Szczęśliwy chłopak obiecywał, że będzie godnie pełnił obowiązki ojca. Miał nadzieję, że razem z Chantelle jakoś zwiążą koniec z końcem. "Nie mam regularnego kieszonkowego. Od czasu do czasu ojciec daje mi 10 funtów" - przyznawał rozbrajająco.

Reklama

Afera seksualna wybuchła ze zdwojoną siłą, gdy do dziennikarzy zaczęli zgłaszać się kolejni... kandydaci na ojców Maisie. To koledzy Chantelle, twierdzący, że w czasie, gdy poczęto jej dziecko, uprawiali z nią seks.

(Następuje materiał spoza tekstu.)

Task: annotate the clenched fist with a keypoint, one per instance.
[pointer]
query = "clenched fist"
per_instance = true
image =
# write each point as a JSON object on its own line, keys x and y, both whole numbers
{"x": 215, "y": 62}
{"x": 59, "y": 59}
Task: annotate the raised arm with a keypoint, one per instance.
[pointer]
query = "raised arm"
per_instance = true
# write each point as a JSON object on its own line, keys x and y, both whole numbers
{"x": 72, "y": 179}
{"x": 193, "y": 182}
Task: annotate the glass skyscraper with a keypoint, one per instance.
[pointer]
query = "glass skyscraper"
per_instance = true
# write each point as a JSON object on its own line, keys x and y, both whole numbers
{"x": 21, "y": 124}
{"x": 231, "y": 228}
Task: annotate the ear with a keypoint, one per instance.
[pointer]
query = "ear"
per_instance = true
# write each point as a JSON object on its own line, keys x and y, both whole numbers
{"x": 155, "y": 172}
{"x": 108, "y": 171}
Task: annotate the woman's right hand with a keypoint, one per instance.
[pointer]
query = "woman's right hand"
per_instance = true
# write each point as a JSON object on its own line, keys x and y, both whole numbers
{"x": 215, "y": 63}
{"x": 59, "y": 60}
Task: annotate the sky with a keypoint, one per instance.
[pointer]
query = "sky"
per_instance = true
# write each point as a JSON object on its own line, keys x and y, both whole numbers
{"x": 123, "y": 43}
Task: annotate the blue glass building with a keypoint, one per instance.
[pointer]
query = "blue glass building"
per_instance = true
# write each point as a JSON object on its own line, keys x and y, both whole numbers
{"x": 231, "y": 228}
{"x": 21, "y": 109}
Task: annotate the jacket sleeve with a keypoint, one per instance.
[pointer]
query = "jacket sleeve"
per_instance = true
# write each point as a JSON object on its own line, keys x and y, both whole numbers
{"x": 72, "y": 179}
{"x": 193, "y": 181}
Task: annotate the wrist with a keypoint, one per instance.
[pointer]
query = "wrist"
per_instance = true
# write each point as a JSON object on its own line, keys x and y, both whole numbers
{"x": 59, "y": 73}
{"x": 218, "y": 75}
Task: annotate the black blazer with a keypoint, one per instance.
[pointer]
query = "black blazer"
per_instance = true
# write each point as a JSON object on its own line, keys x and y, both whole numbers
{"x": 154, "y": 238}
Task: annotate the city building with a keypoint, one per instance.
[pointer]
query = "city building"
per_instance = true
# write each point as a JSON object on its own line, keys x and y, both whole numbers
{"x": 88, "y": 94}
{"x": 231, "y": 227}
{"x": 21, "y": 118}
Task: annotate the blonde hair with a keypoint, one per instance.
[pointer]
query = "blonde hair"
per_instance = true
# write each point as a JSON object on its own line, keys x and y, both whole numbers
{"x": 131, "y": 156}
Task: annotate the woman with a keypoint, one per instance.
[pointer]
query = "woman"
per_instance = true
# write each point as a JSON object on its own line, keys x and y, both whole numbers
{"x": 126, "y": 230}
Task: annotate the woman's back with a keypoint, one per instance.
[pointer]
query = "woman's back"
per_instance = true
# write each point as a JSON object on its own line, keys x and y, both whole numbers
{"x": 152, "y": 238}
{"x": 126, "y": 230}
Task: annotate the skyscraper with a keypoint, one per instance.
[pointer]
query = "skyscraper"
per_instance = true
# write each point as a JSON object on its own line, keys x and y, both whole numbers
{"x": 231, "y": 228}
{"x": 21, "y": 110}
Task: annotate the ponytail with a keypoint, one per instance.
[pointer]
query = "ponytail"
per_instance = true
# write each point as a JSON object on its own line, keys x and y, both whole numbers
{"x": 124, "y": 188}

Sprawa zrobiła się niezręczna, więc sąd zarządził badanie DNA, które miało jednoznacznie zdecydować, kto naprawdę spłodził dziewczynkę. Bo pytana o to Chantelle bezradnie rozkładała ręce.

I tu niespodzianka. Jak donosi brytyjski dziennik "The Sun", ojcem okazał się być szkolny kolega Chantelle, Tyler Barker, który uprawiał z nią seks, gdy miał 14 lat.

Według bulwarówki, Alfie Patten jest załamany. Nie wiadomo jednak, jak na wyniki badań zareagował prawdziwy ojciec dziecka.